Das älteste Werk des Programms erklang gleich nach der Pause. Wobei die 1886 komponierte Sonate von César Franck alles andere als alt war und auch inspiriert frisch interpretiert wurde. Vengerow und Osetinskaya boten dieses solitäre Stück in einer energiereichen und umfassend durchleuchteten Version an, die aber zu keiner Zeit kraftvoll auftrumpfte, wie man es sonst oft erlebt. Vielmehr zeigten sie in vielfältigen Nuancen, wie man Spannung und großen Ausdruck auch ohne Nachdruck erreichen kann. So präsentierten sie dieses Stück als Muster detailreich formulierter Gestaltung in entspannt wirkender Weise, aber voller Elan und Präzision.

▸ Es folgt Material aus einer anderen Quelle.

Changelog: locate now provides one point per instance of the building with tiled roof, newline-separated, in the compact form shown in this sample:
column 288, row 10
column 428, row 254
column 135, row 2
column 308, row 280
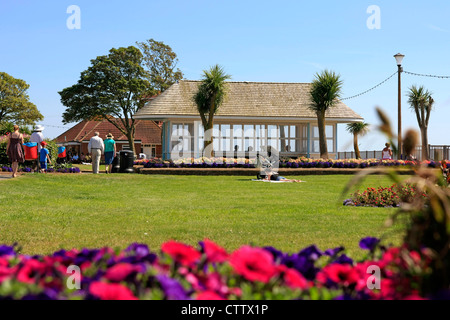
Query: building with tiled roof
column 147, row 136
column 253, row 115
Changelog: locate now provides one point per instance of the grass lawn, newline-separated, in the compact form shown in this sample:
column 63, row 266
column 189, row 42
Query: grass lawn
column 44, row 213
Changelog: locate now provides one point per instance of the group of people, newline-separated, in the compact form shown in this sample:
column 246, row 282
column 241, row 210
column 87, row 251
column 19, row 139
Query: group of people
column 386, row 153
column 97, row 146
column 14, row 149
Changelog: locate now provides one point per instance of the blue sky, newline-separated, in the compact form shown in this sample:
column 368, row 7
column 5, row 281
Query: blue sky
column 282, row 41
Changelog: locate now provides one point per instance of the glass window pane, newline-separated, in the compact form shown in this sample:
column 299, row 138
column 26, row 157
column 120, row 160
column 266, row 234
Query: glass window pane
column 315, row 132
column 292, row 146
column 316, row 146
column 293, row 133
column 284, row 145
column 249, row 131
column 237, row 130
column 237, row 143
column 329, row 131
column 216, row 131
column 330, row 145
column 272, row 131
column 225, row 130
column 284, row 132
column 226, row 144
column 273, row 143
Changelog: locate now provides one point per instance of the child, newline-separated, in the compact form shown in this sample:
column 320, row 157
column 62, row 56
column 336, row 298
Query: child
column 43, row 157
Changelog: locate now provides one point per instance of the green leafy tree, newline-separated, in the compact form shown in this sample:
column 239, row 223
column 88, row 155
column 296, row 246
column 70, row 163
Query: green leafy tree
column 325, row 92
column 114, row 88
column 15, row 104
column 210, row 95
column 421, row 102
column 160, row 63
column 357, row 129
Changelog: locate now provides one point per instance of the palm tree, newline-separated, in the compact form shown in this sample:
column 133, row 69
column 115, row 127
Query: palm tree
column 421, row 102
column 325, row 92
column 210, row 95
column 357, row 129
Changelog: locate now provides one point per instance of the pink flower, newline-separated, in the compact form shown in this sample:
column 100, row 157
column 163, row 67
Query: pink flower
column 254, row 264
column 209, row 295
column 111, row 291
column 119, row 272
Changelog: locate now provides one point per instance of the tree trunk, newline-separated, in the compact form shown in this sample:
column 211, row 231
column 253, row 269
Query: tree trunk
column 355, row 146
column 322, row 136
column 130, row 137
column 208, row 140
column 424, row 134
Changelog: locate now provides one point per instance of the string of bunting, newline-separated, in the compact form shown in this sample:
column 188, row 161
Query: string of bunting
column 360, row 94
column 426, row 75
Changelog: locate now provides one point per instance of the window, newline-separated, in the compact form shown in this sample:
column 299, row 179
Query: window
column 329, row 133
column 181, row 138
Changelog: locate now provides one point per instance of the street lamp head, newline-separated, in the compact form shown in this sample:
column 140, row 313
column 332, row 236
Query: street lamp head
column 399, row 58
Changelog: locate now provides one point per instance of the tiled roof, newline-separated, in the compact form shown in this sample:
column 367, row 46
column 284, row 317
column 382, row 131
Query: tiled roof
column 244, row 99
column 146, row 130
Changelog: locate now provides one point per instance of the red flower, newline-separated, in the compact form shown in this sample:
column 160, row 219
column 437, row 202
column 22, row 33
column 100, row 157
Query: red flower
column 208, row 295
column 180, row 252
column 119, row 272
column 30, row 271
column 343, row 274
column 214, row 252
column 111, row 291
column 254, row 264
column 5, row 273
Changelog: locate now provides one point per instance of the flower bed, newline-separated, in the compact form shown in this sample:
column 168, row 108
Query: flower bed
column 209, row 272
column 284, row 163
column 49, row 170
column 392, row 196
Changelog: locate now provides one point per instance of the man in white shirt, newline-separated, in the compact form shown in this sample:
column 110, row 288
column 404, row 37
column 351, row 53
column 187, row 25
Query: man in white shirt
column 37, row 137
column 96, row 148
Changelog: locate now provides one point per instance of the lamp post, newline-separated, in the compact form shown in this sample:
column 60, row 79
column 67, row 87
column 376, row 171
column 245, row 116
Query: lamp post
column 399, row 58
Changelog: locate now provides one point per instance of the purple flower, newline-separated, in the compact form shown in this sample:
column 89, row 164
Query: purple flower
column 369, row 243
column 172, row 288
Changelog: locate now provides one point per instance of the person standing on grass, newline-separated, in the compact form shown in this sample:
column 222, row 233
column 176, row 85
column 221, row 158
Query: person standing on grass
column 110, row 152
column 37, row 137
column 44, row 157
column 386, row 154
column 96, row 148
column 14, row 149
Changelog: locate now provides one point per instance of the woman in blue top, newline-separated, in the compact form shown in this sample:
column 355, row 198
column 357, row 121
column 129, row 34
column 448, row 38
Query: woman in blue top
column 110, row 152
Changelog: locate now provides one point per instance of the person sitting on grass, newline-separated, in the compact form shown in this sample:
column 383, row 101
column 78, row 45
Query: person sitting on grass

Für den Abschluss des offiziellen Programms hatte das Duo dann eine Komposition ausgewählt, die eher den Geiger als die Pianistin forderte, nämlich Tzigane von Maurice Ravel. Bereits mit dem nur von der Geige vorgetragenen Beginn, also einer Kadenzsituation, ist diese Komposition eine wahre Tortur oder eine ansprechende Spielweise für einen Geiger, je nachdem wie er dieses Werk empfindet. Denn Ravel hatte Tzigane nach dem akustischen Studium der Solocapricen von Paganini geschrieben, weil er etwas noch schwierigeres hervorbringen wollte. Und das gelang ihm. Aber ebenso mühelos wusste sich Vengerow dieser Spielweise zu bemächtigen und eine eloquente Beherrschung der technischen Bestandteile zu demonstrieren, wobei ihm noch genügend Raum und Vermögen blieb, diese Komposition auch musikalisch zu formen.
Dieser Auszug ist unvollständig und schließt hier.